Insights into the Interactions between Dendrimers and Bioactive Surfactants: 3. Size-Dependent and Hydrophobic Property-Dependent Encapsulation of Bile Salts

The supramolecular structures of dendrimer-bile salt complexes have been investigated by multidimensional and multinuclear NMR techniques, such as (1)H NMR, COSY, TOCSY, NOESY, and DOSY. 2D-NOESY analysis indicated the localization of bile salt in the interior pockets of dendrimers. The orientation of the guest in the pockets was predicted by the NOE cross-peaks based on NOESY spectrum. (1)H NMR experiments suggested that no electrostatic interactions between the amine groups of dendrimers and the negatively charged group of bile salts occur in the complexes. DOSY studies further confirmed the inclusion structures based on the diffusion coefficient information. The supramolecular structures of dendrimer-bile salt complexes were mainly formed by hydrophobic interactions/hydrogen-bond interactions in the interior pockets of dendrimers. In addition, size- and hydrophobic property-dependent encapsulation of bile salts and bile derivates in the cavities was observed. These results suggest a new interaction model of dendrimer-surfactant aggregates and provide new insight into the interactions between dendrimers and bioactive surfactants.

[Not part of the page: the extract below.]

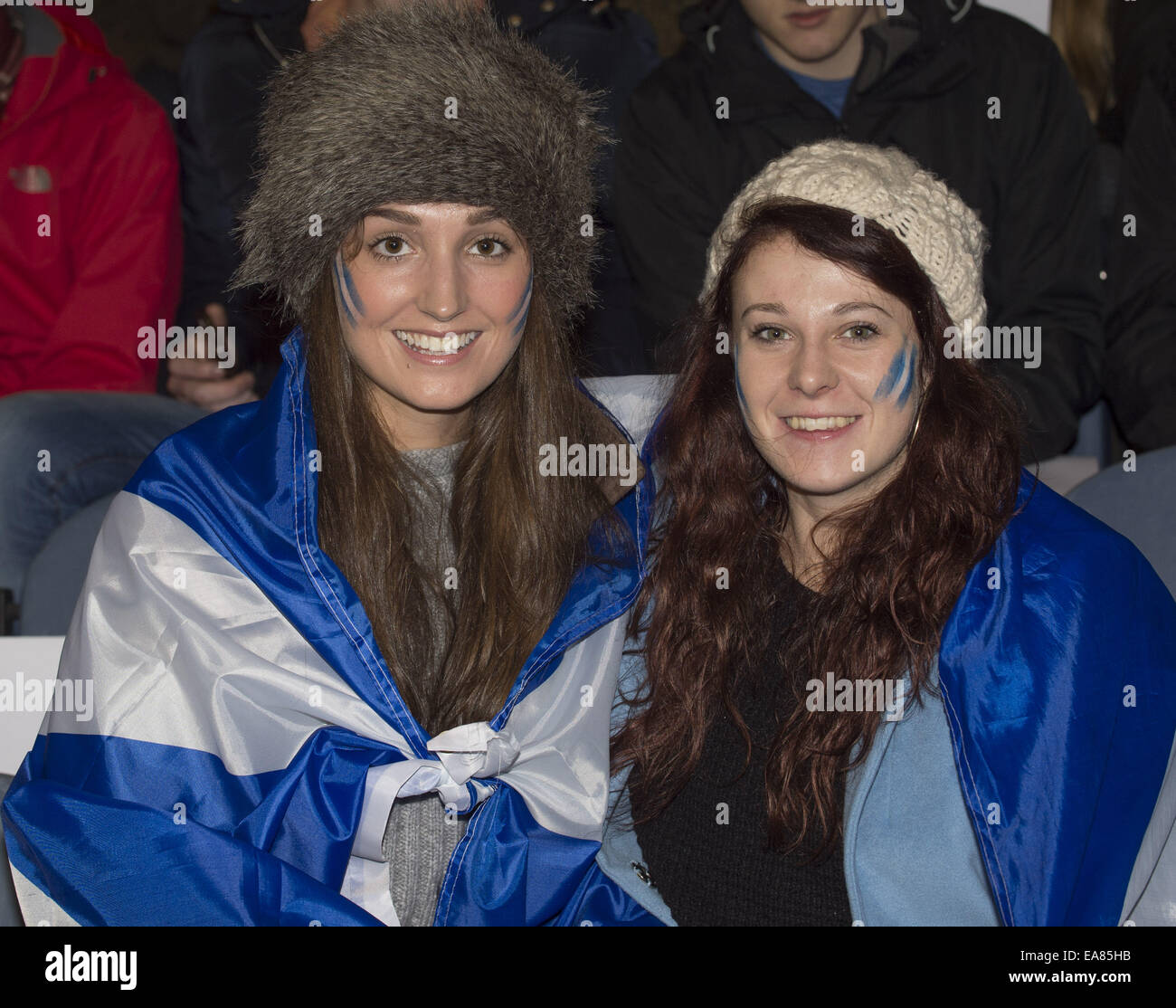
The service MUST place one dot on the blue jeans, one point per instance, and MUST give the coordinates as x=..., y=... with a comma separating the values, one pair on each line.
x=60, y=451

New Insights into Interactions between Dendrimers and Surfactants. 4. Fast-Exchange/Slow-Exchange Transitions in the Structure of Dendrimer−Surfactant Aggregates

The interactions between poly(amidoamine) (PAMAM) dendrimer and surfactant (sodium dodecyl sulfate, SDS) in aqueous solutions were investigated by a combination of (1)H NMR, diffusion measurements (PFG NMR), and NOE techniques. The diffusion studies suggested that different types of dendrimer-surfactant aggregates are formed by varying surfactant concentrations in the dendrimer solution. The (1)H NMR analysis proved that the presence of fast-exchange/slow-exchange transitions in the dendrimer-surfactant aggregates. The supramolecular structure of the aggregate was based on the hydrophobic interactions between the dendrimer scaffold and the surfactant aliphatic chain, as well as electrostatic/hydrogen-bond interactions between dendrimers and SDS monomers, bilayers, or globular micelles. In comparison with previous investigations, the present study provides a new insight into interactions between dendrimers and surfactants, which may be helpful for the design of dendrimer-based microreactors or nanovehicles.